インフルエンザにかかってから、2日以内に発症することが多く、ぐったりして、呼びかけにも応じない、変な事を口走る、などの意識障害が起こり、痙攣を伴う場合もあります。熱性けいれんや高熱時のうわごとなどとの区別が付けにくいのですが、症状の重さや持続時間などで区別することができます。回復しても、知能や運動機能に障害が残ってしまうことがあり、恐ろしい病気ですが、現在の段階では根本的な治療法はない、というのが実情です。

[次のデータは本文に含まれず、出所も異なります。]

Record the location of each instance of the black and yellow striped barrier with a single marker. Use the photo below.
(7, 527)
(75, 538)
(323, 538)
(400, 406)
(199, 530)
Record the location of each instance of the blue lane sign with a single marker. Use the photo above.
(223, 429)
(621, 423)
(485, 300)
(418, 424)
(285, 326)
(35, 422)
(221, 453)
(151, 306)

テレビなどの、インフルエンザに対する不安を煽り立てるような報道にも問題があるのかと思いますが、高熱を出した子供を抱きかかえ、インフルエンザだとすると48時間以内に治療しないと子供が死んでしまう!と慌てて病院へ駆け込むお母さんがいるようです。しかし、インフルエンザにかかった場合、脳炎や脳症の発症の可能性を予測することは出来ませんし、症状が出てしまってからは急速に重症化してしまいます。
まず、インフルエンザにかかることを予防することに重点を置き、日頃から、手洗いなどの生活習慣、免疫を高める睡眠・食事などは勿論、インフルエンザの予防接種は毎年必ず受けるべきでしょう。